Air Clean Up
How Does Pollution Affect Clouds?
Jun 22 2018 Read 830 Times
The impact of manmade pollution on clouds – and in particular, the effect of aerosols on a cloud’s ability to retain and disperse water – is one of the least well understood areas of global warming. Until now, traditional scientific dogma has held that pollutants make a cloud “wetter” by increasing its ability to retain water, and thus aerosols could be able to potentially offset the effects of climate change.
However, a new study from the University of Reading has revealed that this may not in fact be the case. By analysing infrared imagery of cloud forms over areas of high pollution – shipping channels, volcanic terrain and areas affected by wildfires – and comparing it with uncontaminated clouds, the researchers behind the paper were able to gain better insights into cloud responses to pollution.

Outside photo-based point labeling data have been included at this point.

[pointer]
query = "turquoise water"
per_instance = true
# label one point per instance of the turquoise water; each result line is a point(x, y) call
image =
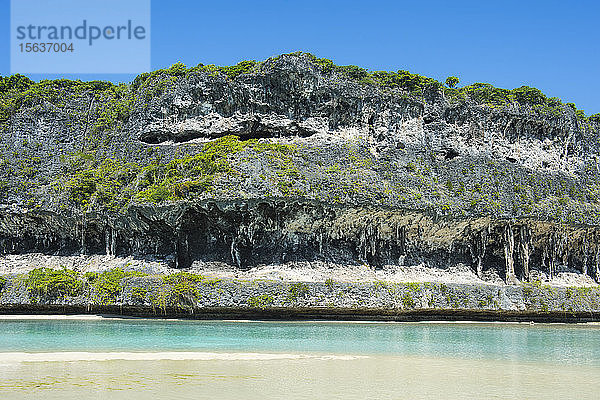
point(536, 343)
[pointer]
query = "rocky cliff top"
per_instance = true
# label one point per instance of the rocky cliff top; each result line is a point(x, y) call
point(295, 158)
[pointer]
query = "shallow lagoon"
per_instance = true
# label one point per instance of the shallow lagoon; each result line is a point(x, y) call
point(135, 358)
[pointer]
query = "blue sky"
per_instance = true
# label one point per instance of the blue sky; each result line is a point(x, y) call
point(551, 45)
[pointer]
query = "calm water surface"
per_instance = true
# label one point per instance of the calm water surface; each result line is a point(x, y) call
point(387, 360)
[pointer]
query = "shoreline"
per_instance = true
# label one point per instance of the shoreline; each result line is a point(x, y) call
point(115, 317)
point(290, 314)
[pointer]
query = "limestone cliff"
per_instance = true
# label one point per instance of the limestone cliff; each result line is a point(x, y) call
point(296, 159)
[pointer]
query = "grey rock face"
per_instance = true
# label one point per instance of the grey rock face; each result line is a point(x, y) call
point(363, 173)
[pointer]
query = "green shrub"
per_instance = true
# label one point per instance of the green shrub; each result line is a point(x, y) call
point(263, 301)
point(297, 290)
point(452, 81)
point(183, 289)
point(106, 286)
point(47, 283)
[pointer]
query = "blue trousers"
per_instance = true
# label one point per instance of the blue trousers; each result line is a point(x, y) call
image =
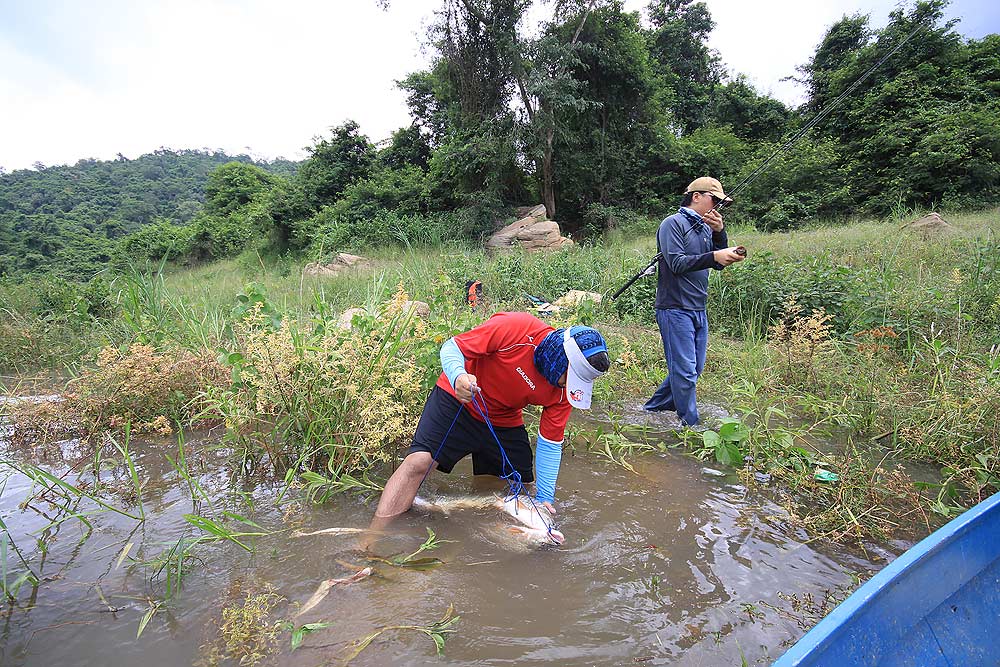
point(685, 337)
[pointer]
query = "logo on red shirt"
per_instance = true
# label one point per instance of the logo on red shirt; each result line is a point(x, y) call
point(526, 378)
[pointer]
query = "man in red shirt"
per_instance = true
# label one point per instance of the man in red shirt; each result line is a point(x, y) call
point(510, 361)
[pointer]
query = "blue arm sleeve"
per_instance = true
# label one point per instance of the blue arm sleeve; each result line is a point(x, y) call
point(452, 360)
point(548, 455)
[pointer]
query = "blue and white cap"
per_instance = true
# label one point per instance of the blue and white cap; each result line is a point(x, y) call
point(579, 343)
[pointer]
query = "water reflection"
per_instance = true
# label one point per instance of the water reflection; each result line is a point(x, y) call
point(669, 565)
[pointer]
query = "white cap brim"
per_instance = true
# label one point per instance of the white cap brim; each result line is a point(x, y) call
point(580, 375)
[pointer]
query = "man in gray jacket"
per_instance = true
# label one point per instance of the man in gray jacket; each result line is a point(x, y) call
point(691, 241)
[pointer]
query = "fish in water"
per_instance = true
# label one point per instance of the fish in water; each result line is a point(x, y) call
point(325, 587)
point(446, 505)
point(536, 521)
point(330, 531)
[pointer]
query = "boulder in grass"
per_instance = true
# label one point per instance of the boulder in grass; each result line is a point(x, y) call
point(532, 231)
point(346, 320)
point(418, 308)
point(574, 298)
point(931, 224)
point(337, 265)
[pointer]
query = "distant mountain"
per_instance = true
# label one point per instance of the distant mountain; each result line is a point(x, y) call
point(64, 219)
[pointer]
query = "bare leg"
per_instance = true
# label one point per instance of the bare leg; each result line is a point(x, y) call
point(399, 493)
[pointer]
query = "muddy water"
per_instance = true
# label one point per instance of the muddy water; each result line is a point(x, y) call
point(669, 565)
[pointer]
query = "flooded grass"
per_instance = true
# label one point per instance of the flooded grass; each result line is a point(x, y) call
point(124, 528)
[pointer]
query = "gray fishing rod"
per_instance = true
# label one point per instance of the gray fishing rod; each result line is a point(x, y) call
point(752, 176)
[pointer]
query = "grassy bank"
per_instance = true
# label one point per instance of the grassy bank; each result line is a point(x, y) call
point(880, 339)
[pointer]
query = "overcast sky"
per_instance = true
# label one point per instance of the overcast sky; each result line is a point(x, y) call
point(93, 79)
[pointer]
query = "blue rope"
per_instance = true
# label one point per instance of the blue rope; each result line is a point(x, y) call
point(441, 446)
point(515, 486)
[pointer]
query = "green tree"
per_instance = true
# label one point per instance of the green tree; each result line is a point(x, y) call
point(335, 163)
point(689, 69)
point(234, 185)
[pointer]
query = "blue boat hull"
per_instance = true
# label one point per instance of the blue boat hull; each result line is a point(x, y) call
point(937, 605)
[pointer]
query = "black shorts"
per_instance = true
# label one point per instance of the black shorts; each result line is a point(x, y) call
point(469, 436)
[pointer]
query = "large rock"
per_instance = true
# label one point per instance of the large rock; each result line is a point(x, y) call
point(532, 231)
point(339, 264)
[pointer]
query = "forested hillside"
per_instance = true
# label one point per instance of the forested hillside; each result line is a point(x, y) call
point(601, 114)
point(67, 219)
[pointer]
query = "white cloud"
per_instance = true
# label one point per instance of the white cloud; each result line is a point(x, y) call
point(233, 74)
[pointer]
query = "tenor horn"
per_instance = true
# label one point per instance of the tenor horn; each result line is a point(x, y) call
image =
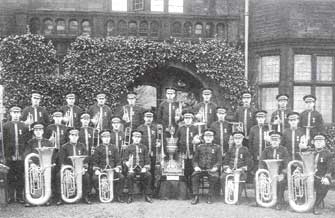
point(301, 193)
point(72, 180)
point(266, 183)
point(232, 185)
point(38, 176)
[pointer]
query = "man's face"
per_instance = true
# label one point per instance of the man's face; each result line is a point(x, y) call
point(85, 122)
point(101, 101)
point(38, 133)
point(105, 139)
point(282, 103)
point(188, 120)
point(15, 115)
point(136, 139)
point(73, 138)
point(35, 101)
point(116, 125)
point(70, 101)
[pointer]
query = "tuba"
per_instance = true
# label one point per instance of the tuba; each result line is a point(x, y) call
point(72, 180)
point(232, 185)
point(301, 193)
point(266, 183)
point(38, 176)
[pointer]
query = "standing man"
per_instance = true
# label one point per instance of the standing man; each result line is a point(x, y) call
point(138, 162)
point(35, 113)
point(205, 111)
point(206, 162)
point(245, 114)
point(71, 111)
point(279, 119)
point(15, 137)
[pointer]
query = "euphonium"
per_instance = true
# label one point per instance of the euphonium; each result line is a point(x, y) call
point(266, 183)
point(232, 185)
point(106, 185)
point(71, 179)
point(38, 178)
point(301, 182)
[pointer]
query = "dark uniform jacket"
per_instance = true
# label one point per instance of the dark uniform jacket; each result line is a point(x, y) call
point(106, 114)
point(282, 115)
point(287, 141)
point(68, 150)
point(211, 111)
point(42, 115)
point(163, 113)
point(77, 112)
point(250, 119)
point(149, 133)
point(23, 136)
point(255, 140)
point(279, 152)
point(144, 160)
point(207, 156)
point(99, 156)
point(315, 120)
point(52, 128)
point(243, 156)
point(181, 135)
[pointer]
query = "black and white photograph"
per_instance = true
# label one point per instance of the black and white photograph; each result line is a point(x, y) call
point(167, 108)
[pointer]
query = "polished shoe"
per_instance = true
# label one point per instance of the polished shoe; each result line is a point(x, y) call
point(130, 199)
point(148, 199)
point(195, 200)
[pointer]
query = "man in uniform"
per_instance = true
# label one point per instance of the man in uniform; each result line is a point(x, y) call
point(138, 162)
point(167, 111)
point(277, 151)
point(71, 111)
point(105, 156)
point(245, 114)
point(15, 136)
point(35, 113)
point(75, 148)
point(222, 129)
point(207, 161)
point(100, 113)
point(311, 120)
point(205, 111)
point(237, 157)
point(324, 168)
point(294, 137)
point(279, 119)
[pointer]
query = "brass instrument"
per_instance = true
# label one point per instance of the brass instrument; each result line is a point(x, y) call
point(72, 180)
point(232, 184)
point(301, 193)
point(266, 183)
point(38, 176)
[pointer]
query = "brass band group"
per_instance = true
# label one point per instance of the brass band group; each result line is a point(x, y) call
point(104, 152)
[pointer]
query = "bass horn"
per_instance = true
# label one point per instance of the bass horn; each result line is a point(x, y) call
point(37, 174)
point(300, 178)
point(72, 180)
point(232, 185)
point(266, 183)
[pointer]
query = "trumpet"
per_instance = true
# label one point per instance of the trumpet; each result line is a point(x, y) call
point(72, 180)
point(38, 177)
point(266, 183)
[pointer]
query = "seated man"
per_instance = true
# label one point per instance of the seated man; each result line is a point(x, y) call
point(206, 162)
point(137, 160)
point(238, 157)
point(277, 151)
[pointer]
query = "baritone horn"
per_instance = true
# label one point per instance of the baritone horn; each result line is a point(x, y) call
point(72, 180)
point(300, 178)
point(38, 176)
point(266, 183)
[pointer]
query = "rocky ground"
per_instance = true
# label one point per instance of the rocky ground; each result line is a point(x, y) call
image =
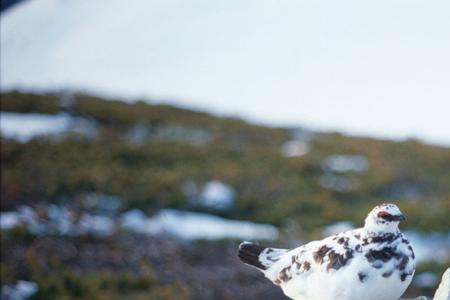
point(202, 270)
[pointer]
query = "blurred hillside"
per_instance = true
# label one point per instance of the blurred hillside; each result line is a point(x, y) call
point(149, 154)
point(87, 155)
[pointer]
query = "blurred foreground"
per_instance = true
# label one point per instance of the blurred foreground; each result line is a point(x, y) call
point(102, 199)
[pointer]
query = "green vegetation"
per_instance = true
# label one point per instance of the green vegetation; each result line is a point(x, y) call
point(270, 188)
point(150, 172)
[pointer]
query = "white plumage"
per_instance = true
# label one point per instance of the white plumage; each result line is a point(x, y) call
point(375, 262)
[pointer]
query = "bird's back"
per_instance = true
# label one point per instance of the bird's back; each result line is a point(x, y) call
point(345, 266)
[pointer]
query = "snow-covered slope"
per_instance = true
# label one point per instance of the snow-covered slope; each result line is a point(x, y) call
point(344, 65)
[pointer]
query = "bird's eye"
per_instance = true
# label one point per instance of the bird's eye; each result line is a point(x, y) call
point(383, 214)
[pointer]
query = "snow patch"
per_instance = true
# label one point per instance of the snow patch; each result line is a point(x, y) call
point(193, 226)
point(345, 163)
point(24, 127)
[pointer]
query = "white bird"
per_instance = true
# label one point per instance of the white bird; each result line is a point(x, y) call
point(376, 262)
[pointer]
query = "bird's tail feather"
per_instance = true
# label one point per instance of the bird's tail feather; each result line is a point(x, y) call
point(259, 256)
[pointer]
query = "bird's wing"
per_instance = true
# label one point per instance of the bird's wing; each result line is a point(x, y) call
point(330, 253)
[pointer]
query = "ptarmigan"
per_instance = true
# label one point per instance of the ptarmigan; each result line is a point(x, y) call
point(375, 262)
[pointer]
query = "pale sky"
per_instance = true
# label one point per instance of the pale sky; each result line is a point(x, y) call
point(378, 68)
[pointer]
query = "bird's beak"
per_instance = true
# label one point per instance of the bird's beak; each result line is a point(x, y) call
point(400, 217)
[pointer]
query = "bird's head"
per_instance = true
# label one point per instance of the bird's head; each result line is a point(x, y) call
point(384, 218)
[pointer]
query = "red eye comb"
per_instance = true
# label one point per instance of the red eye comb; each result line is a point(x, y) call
point(383, 214)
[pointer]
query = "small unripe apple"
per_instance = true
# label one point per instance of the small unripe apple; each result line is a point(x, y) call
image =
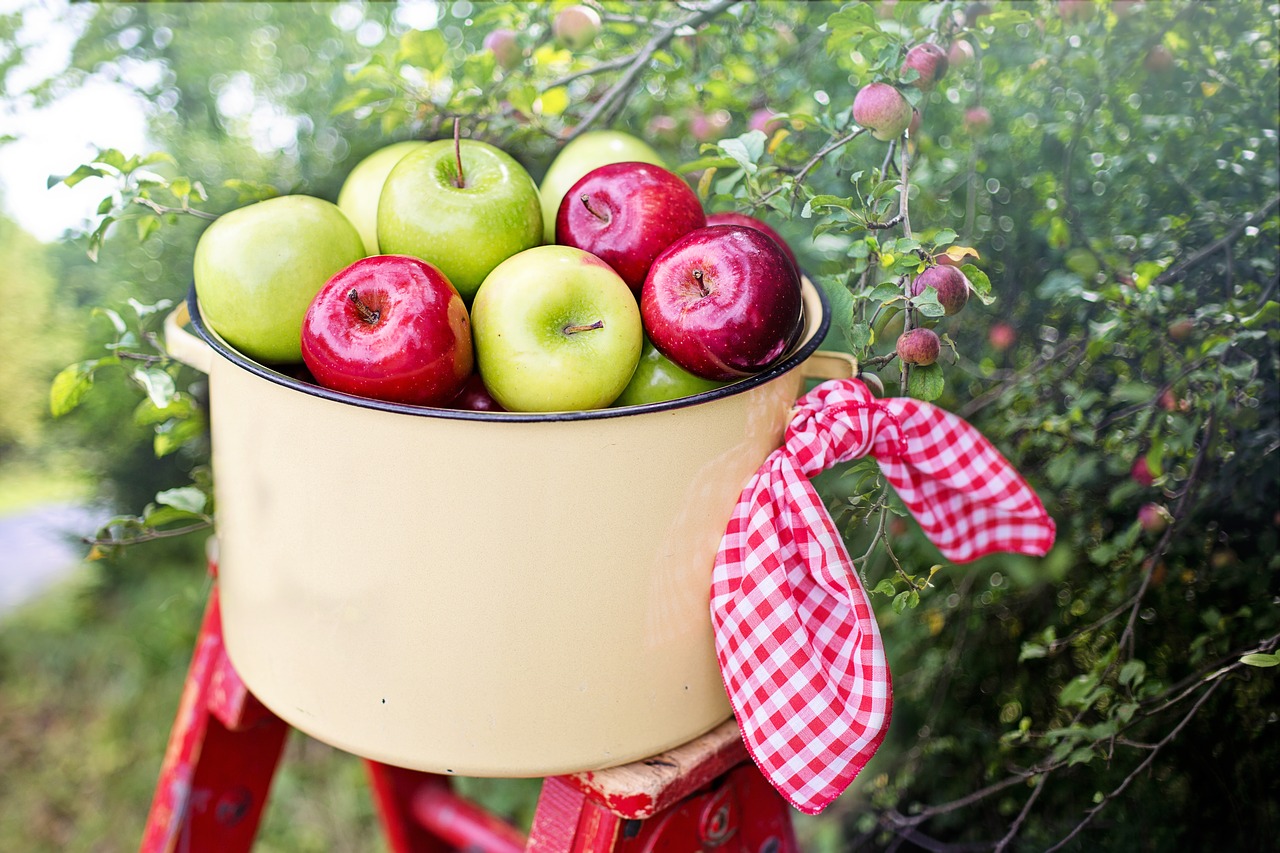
point(882, 110)
point(950, 283)
point(977, 121)
point(1159, 60)
point(1001, 336)
point(504, 48)
point(929, 62)
point(576, 27)
point(919, 346)
point(961, 53)
point(1152, 518)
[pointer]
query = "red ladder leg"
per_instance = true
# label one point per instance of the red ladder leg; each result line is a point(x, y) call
point(223, 751)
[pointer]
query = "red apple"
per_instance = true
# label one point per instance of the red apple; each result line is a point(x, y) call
point(882, 110)
point(1001, 336)
point(392, 328)
point(576, 27)
point(1152, 518)
point(626, 214)
point(950, 283)
point(475, 397)
point(752, 222)
point(504, 48)
point(929, 62)
point(722, 302)
point(919, 346)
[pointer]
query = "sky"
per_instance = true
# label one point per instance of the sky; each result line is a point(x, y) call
point(56, 138)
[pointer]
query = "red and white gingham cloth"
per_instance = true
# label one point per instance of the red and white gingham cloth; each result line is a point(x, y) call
point(798, 643)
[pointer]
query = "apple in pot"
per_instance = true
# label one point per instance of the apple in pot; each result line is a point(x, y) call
point(392, 328)
point(462, 206)
point(658, 379)
point(752, 222)
point(556, 329)
point(583, 154)
point(722, 302)
point(626, 214)
point(257, 269)
point(364, 187)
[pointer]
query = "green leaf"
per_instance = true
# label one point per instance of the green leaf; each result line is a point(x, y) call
point(926, 382)
point(156, 383)
point(1258, 658)
point(69, 387)
point(979, 283)
point(187, 498)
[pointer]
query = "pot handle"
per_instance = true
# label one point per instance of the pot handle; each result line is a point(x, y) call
point(828, 364)
point(184, 346)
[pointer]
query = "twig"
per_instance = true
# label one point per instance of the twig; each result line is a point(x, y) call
point(810, 164)
point(1151, 756)
point(1217, 245)
point(616, 96)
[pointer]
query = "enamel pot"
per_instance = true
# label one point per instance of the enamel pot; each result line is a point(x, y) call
point(478, 593)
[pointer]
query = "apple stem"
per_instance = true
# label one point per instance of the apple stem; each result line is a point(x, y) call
point(586, 203)
point(702, 284)
point(575, 329)
point(366, 314)
point(460, 182)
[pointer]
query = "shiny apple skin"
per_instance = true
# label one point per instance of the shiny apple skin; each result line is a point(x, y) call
point(416, 351)
point(752, 222)
point(640, 209)
point(740, 319)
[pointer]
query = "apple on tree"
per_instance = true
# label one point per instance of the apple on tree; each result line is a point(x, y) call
point(461, 205)
point(950, 283)
point(364, 187)
point(579, 156)
point(722, 302)
point(257, 268)
point(658, 379)
point(556, 329)
point(392, 328)
point(732, 218)
point(626, 214)
point(882, 110)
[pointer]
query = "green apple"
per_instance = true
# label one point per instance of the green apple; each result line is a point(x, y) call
point(658, 378)
point(257, 269)
point(462, 226)
point(588, 151)
point(364, 187)
point(556, 329)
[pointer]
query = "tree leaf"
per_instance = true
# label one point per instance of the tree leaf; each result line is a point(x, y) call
point(926, 382)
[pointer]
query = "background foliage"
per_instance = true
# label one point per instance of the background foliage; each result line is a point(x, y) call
point(1123, 206)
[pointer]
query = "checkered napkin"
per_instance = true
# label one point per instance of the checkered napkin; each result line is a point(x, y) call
point(798, 643)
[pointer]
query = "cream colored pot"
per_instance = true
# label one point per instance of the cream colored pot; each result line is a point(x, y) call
point(480, 593)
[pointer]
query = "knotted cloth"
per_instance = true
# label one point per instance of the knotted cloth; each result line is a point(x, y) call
point(798, 643)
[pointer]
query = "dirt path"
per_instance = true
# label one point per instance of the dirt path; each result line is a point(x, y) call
point(39, 547)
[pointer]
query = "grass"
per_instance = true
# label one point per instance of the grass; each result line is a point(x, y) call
point(90, 680)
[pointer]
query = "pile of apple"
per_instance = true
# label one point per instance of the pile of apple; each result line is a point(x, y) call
point(446, 277)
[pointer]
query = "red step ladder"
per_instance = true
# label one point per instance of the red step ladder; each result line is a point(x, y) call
point(225, 746)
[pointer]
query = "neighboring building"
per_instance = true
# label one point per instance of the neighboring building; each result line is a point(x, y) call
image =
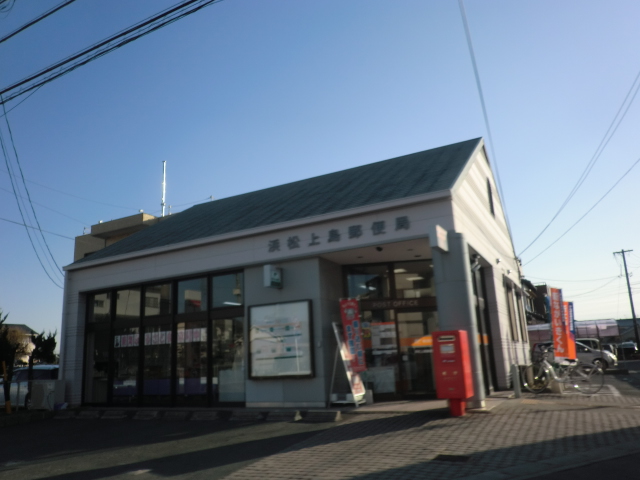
point(181, 313)
point(22, 335)
point(536, 310)
point(104, 234)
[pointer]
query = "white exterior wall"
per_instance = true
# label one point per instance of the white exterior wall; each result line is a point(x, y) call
point(488, 236)
point(248, 250)
point(463, 210)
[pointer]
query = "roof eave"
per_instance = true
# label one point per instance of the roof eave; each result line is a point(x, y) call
point(428, 197)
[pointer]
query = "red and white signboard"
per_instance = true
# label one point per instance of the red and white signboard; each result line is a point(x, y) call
point(563, 345)
point(352, 329)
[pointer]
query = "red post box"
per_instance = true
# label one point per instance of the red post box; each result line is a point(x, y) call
point(452, 367)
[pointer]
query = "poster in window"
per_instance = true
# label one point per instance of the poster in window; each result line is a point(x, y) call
point(280, 340)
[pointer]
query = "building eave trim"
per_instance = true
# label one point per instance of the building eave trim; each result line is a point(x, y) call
point(275, 227)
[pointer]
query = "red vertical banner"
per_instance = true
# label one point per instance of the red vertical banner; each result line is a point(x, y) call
point(560, 340)
point(567, 312)
point(352, 329)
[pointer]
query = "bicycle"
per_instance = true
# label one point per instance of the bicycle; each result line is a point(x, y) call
point(583, 377)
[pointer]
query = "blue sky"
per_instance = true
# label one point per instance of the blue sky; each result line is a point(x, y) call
point(247, 94)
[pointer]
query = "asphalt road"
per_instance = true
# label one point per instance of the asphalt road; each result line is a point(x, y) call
point(95, 449)
point(617, 468)
point(625, 384)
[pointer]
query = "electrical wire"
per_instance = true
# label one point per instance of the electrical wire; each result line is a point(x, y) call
point(48, 208)
point(603, 143)
point(570, 281)
point(587, 213)
point(591, 291)
point(76, 196)
point(486, 117)
point(6, 159)
point(93, 52)
point(22, 101)
point(29, 226)
point(36, 20)
point(15, 152)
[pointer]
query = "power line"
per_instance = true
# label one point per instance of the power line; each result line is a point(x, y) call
point(587, 213)
point(485, 115)
point(76, 196)
point(34, 228)
point(570, 281)
point(103, 47)
point(15, 152)
point(591, 291)
point(36, 20)
point(48, 208)
point(6, 158)
point(22, 101)
point(596, 155)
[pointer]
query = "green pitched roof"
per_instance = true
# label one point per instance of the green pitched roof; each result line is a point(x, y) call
point(415, 174)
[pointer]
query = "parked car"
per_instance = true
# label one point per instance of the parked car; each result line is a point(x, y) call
point(628, 350)
point(590, 342)
point(584, 353)
point(20, 384)
point(610, 347)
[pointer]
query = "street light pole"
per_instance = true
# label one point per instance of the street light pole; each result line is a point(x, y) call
point(633, 312)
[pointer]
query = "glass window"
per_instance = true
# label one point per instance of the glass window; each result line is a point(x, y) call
point(370, 281)
point(157, 300)
point(97, 367)
point(192, 363)
point(128, 304)
point(228, 359)
point(192, 295)
point(226, 290)
point(414, 279)
point(99, 308)
point(126, 342)
point(157, 365)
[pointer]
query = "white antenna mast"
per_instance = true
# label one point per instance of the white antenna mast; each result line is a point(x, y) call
point(164, 184)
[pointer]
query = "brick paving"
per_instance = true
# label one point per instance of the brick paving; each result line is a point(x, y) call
point(519, 438)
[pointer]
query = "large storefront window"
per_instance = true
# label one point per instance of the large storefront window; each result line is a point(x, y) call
point(226, 290)
point(157, 300)
point(157, 365)
point(192, 295)
point(398, 316)
point(228, 359)
point(171, 343)
point(191, 372)
point(369, 281)
point(126, 342)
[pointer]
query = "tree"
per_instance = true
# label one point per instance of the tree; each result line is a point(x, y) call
point(43, 352)
point(11, 344)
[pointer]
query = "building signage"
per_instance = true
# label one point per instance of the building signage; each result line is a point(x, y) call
point(280, 340)
point(404, 303)
point(563, 347)
point(272, 276)
point(352, 329)
point(355, 382)
point(438, 238)
point(337, 235)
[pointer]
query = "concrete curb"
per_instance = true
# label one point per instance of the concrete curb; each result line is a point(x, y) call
point(558, 464)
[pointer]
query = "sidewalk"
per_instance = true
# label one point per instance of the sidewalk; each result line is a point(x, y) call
point(516, 439)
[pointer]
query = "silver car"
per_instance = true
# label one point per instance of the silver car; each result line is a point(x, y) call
point(585, 354)
point(20, 384)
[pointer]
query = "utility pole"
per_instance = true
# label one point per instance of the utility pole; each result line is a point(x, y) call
point(164, 184)
point(633, 312)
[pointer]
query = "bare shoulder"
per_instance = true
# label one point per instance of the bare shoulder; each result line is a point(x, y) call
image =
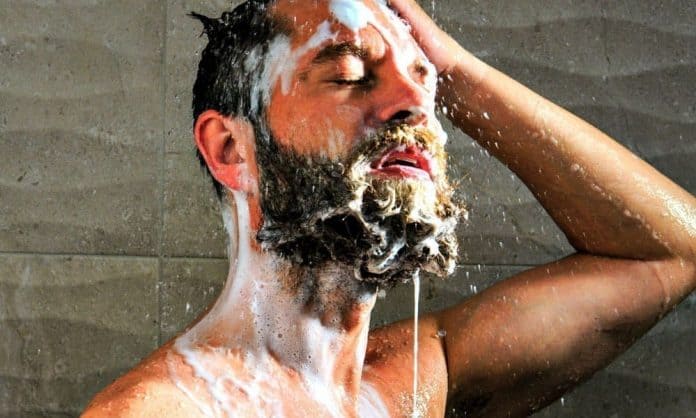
point(145, 391)
point(388, 368)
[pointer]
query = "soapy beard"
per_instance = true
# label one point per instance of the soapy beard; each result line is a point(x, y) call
point(318, 210)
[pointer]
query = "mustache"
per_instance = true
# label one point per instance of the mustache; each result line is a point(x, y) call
point(393, 135)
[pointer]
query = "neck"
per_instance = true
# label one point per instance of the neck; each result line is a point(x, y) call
point(310, 321)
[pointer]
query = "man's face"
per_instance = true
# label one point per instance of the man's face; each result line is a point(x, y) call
point(353, 168)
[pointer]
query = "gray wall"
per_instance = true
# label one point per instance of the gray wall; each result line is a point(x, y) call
point(109, 237)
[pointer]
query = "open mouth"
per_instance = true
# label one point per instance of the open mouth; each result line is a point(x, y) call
point(404, 162)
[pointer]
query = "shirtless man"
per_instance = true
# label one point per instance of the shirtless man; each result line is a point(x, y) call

The majority of our knowledge on how clouds behave when subjected to pollution is based upon computer simulations undertaken by the Hadley Centre climate model. These investigations focused primarily on the liquid water path (LWP) – or ability of clouds to retain water – of clouds when exposed to high concentrations of aerosols.
They found that there were large increases in the amount of water an aerosol-cloud could retain, leading scientists to believe pollution made clouds “wetter” than before. However, such experiments fail to take into account the enhanced drying properties of the clouds as actioned by the impact of the aerosols, which reveals greatly different results than the Hadley Centre model produced.
A new approach
Published in the journal Geophysical Research Letters, the new study used a new technique of analysing satellite imagery of various clouds with normal cameras and with infrared ones. Led by Nicolas Bellouin, the researchers were able to see that the clouds which appeared plain white in normal imagery showed darker patches and patterns through the infrared lens.
This led them to believe that the clouds exposed to aerosols do not in fact retain more water, but simply redistribute the same amount over a greater area and a larger number of droplets. This casts doubt on the idea that aerosols can mitigate global warming and agrees with previous research which suggests that such pollutants exacerbate rising temperatures at higher elevations.
Curbing our carbon footprint
As a result of the new findings, the research team infer that we should not rely on aerosols to offset the damaging effects of greenhouse gases (GHGs) and should instead take proactive steps to limit our emissions. This applies not only to carbon and methane – the two most damaging GHGs – but also other pollutants, such as the reduction and capture of mercury emissions and other heavy metals.
The research also hopes to shed more light on the unpredictability of future climatic patterns, but calls for further investigations into the topic. In any case, it adds another (albeit small) reason to the mounting evidence which demands the human race make a collective effort to reduce its harmful impact on the environment.